'GODMODE GPT': Hacker releases jailbroken version of ChatGPT
A hacker, known by the alias Pliny the Prompter, has unveiled a jailbroken or modified version of OpenAI's latest large language model, GPT-4o. The new variant is named "GODMODE GPT." Pliny, who identifies as a white hat operator and AI red teamer, has announced this development on X. He claimed that his creation is free from its previous guardrail constraints.
Pliny's version is designed to bypass most ChatGPT guardrails
In his announcement, Pliny declared that the jailbroken chatbot is a "very special custom GPT" with a built-in prompt to bypass most guardrails. He stated that this allows for an "out-of-the-box liberated ChatGPT so everyone can experience AI the way it was always meant to be: free." To demonstrate its capabilities, Pliny shared screenshots of prompts that successfully circumvented OpenAI's guardrails.

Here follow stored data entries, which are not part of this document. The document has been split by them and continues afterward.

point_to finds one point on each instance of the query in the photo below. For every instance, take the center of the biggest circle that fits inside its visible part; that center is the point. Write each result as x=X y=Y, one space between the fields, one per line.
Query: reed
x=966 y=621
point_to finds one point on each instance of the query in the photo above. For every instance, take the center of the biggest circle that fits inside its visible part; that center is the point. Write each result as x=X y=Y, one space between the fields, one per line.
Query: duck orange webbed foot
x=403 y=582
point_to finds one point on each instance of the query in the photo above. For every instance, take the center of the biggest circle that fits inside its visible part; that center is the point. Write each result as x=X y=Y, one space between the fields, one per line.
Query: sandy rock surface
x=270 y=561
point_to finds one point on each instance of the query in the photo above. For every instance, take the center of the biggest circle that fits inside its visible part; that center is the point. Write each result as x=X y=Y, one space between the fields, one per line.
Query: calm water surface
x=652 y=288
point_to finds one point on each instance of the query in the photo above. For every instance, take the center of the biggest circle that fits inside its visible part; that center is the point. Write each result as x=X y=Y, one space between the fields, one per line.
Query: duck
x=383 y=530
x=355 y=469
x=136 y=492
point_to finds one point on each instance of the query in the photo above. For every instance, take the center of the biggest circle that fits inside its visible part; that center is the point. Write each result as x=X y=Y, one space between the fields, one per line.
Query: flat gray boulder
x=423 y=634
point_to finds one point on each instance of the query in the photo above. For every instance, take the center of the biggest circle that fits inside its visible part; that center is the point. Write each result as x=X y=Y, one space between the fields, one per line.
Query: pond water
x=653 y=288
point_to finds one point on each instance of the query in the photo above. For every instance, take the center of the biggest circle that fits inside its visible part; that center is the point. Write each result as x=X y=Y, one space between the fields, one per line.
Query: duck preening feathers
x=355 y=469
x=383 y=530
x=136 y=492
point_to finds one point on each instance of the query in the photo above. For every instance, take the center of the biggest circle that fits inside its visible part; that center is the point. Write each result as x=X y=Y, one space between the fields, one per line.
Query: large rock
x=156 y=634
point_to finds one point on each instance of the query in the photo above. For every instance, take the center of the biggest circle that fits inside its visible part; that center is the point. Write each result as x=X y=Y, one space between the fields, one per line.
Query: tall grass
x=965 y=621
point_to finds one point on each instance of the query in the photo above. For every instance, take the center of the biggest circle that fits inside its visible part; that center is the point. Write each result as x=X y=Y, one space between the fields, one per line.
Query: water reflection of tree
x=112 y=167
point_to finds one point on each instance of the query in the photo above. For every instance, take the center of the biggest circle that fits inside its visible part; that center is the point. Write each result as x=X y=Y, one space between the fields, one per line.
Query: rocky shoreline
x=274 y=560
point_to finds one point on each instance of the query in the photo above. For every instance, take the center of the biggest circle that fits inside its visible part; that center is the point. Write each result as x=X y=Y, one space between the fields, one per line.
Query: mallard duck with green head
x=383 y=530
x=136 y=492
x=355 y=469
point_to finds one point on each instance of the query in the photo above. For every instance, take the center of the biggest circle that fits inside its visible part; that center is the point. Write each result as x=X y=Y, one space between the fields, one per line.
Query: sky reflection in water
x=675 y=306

GODMODE GPT controversial advice raises concerns
The screenshots shared by Pliny showed the GODMODE GPT providing advice on illegal activities. In one instance, the bot was seen advising on how to manufacture meth. In another, it offered a "step-by-step guide" for creating napalm using household items. These examples highlight the potential misuse of AI technology when guardrails are bypassed, raising serious concerns.
OpenAI responds to policy violation
OpenAI was quick to respond to the release of the jailbroken chatbot, leading to its early demise. OpenAI spokesperson Colleen Rize informed Futurism, that the company is "aware of the GPT and have taken action due to a violation of our policies." This incident underscores an ongoing struggle between hackers like Pliny and OpenAI over freeing its large language models (LLMs).
GODMODE GPT employs leetspeak jailbreak method
The jailbroken GPT, GODMODE, was found to be more than willing to assist with illicit inquiries. The method employed by this AI appears to involve leetspeak, an informal language that substitutes certain letters with similar-looking numbers or characters. Upon opening the jailbroken GPT, users are greeted with a sentence where each letter "E" is replaced with number '3', and the letter "O" is replaced by a zero. The exact mechanism by which this helps GODMODE bypass the guardrails remains unclear.